Electrostatic actuators with expanded tuning range due to biaxial intrinsic stress gradients

• Published in: Journal of microelectromechanical systems Vol. 13; no. 1; pp. 51 - 62
• Main Authors: Gray, G.D., Morgan, M.J., Kohl, P.A.
• Format: Journal Article
• Language: English
• Published: New York IEEE 01.02.2004; The Institute of Electrical and Electronics Engineers, Inc. (IEEE)
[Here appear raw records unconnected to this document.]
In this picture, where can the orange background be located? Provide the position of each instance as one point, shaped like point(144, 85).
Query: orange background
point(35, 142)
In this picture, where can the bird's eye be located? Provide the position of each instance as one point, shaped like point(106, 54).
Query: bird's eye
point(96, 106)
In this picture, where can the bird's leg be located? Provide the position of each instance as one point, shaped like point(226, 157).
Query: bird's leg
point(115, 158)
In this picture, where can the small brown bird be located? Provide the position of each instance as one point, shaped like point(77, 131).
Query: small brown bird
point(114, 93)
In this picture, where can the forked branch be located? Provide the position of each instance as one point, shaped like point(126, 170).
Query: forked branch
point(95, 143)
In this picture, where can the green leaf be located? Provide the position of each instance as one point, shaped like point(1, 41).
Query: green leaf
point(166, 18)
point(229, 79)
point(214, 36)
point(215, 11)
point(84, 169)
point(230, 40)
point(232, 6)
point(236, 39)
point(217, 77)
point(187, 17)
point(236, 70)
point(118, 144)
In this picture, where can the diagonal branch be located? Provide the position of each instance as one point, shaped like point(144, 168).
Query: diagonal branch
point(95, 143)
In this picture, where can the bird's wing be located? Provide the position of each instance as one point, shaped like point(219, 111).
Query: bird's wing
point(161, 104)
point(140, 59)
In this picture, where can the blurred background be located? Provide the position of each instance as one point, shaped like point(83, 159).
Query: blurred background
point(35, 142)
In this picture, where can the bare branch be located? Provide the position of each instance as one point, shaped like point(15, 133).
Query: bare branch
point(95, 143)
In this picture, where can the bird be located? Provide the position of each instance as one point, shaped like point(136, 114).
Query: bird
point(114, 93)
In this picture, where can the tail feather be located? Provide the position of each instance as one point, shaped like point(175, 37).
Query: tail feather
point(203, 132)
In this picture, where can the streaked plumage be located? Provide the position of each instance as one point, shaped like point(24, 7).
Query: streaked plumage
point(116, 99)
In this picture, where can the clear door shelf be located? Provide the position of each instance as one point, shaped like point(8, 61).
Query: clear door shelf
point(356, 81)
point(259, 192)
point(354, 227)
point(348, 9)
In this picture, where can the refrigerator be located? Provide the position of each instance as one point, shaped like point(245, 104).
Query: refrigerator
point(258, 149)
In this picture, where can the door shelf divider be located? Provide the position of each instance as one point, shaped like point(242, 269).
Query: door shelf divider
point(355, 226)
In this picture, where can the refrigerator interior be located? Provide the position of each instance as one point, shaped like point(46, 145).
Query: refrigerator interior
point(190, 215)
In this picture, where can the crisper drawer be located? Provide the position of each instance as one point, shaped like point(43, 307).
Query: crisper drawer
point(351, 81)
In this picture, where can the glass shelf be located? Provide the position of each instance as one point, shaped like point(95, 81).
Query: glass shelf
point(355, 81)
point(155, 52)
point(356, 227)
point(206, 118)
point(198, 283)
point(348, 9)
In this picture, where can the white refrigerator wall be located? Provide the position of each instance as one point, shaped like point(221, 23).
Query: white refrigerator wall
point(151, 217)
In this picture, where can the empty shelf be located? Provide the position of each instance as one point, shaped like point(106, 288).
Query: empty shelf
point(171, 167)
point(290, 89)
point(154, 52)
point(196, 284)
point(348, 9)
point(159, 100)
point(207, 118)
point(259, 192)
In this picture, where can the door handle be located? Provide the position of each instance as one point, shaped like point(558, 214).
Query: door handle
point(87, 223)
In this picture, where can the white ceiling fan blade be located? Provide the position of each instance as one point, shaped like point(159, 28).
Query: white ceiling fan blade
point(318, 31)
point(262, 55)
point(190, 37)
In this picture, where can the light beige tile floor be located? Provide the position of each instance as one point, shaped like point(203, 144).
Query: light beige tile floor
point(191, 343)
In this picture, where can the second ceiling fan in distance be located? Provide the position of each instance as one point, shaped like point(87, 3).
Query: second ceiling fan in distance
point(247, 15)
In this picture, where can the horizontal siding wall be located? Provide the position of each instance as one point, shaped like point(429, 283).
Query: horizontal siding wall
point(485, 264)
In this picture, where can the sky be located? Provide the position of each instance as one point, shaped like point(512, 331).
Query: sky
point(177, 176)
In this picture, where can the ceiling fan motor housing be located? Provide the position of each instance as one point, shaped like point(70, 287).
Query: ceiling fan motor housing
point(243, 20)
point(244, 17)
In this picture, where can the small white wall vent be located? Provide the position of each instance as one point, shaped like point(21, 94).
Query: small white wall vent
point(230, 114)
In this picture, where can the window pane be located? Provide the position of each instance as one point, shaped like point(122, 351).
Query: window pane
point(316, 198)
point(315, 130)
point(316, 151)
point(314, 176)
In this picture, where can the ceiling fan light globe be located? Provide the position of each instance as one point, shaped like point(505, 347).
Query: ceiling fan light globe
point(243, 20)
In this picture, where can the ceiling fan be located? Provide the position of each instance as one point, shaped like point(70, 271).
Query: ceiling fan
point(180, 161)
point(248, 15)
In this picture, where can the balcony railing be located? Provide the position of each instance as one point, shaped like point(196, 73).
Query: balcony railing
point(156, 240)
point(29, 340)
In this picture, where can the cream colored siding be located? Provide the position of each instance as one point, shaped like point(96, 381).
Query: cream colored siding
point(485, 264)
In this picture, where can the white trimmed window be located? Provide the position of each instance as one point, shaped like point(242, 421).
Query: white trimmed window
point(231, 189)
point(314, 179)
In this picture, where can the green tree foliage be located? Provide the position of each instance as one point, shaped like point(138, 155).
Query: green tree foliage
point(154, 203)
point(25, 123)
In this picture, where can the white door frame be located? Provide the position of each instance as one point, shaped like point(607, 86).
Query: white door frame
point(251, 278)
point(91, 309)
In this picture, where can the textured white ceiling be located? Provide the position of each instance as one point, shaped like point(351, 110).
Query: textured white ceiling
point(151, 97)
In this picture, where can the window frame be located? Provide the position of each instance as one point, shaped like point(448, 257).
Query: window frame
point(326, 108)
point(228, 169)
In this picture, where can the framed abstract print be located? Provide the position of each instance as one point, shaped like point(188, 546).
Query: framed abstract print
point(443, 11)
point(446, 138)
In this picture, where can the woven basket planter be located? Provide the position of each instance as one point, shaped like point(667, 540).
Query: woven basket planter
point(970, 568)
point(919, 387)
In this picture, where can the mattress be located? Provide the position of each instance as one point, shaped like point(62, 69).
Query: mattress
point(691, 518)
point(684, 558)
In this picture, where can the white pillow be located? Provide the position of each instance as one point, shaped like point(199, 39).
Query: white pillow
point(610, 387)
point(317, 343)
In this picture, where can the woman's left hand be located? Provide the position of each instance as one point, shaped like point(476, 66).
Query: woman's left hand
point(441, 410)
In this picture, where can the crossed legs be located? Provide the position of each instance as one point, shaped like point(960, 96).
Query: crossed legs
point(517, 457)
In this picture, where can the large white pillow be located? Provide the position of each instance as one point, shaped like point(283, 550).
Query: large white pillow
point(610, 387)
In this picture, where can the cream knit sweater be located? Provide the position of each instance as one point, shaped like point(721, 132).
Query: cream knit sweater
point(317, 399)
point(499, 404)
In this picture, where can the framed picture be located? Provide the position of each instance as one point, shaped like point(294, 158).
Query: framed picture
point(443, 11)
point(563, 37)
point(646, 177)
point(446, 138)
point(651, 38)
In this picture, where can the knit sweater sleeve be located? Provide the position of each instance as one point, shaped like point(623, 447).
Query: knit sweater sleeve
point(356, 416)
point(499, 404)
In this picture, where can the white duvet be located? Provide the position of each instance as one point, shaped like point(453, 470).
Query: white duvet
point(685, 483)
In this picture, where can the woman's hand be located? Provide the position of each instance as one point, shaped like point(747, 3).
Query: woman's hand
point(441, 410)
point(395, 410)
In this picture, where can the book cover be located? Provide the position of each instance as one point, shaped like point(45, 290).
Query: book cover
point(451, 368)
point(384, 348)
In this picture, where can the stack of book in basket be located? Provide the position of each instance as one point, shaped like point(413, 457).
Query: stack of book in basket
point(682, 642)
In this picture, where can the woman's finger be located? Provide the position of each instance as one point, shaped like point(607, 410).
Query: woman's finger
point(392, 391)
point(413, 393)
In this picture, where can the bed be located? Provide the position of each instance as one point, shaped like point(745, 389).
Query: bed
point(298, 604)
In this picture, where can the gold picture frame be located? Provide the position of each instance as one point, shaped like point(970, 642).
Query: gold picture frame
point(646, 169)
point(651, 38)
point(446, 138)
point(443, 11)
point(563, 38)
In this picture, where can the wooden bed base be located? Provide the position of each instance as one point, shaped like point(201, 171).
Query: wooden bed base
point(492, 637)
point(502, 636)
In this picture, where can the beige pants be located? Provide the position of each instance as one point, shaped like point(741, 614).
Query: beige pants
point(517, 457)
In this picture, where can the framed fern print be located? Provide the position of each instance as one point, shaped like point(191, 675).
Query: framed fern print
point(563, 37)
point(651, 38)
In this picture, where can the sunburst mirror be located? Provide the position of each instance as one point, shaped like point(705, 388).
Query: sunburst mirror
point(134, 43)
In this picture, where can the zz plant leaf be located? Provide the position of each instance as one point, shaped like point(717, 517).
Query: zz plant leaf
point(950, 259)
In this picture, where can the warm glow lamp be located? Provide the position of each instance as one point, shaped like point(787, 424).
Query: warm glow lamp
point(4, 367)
• Subjects: Actuator design; Actuators; Beams (structural); Capacitors; Curvature; Devices; Electrodes; Electrostatic actuators; Electrostatics; Fabrication; Fasteners; Force sensors; Radio frequency; Springs; Stress; Stresses; Tuning; Voltage
• ISSN: 1057-7157; 1941-0158
• DOI: 10.1109/JMEMS.2003.823231

A stress gradient was induced in two directions (through the plane of the beam and along its length) to produce a beam deflection of varying curvature. The stress gradient in the through-plane direction was produced by altering the conditions during electroplating and in the in-plane direction through lithographic patterning. The pull-down characteristics of four electrostatic actuator designs were analyzed. The in-plane stress gradient, along the length of the beam, significantly improved the tuning range compared with devices containing spatially uniform stress. This advance has greatly eased the instability problem of electrostatically actuated beams. The tuning range of a device with two hinges and a square front improved from less that 33% to 70%. Devices with two hinges and elliptical front improved to 45% tuning range and those with rectangular shape improved to 65% stability. This advance has been applied to actuators for RF tuners. Voltage cycling impacted only the initial cycling of the actuator.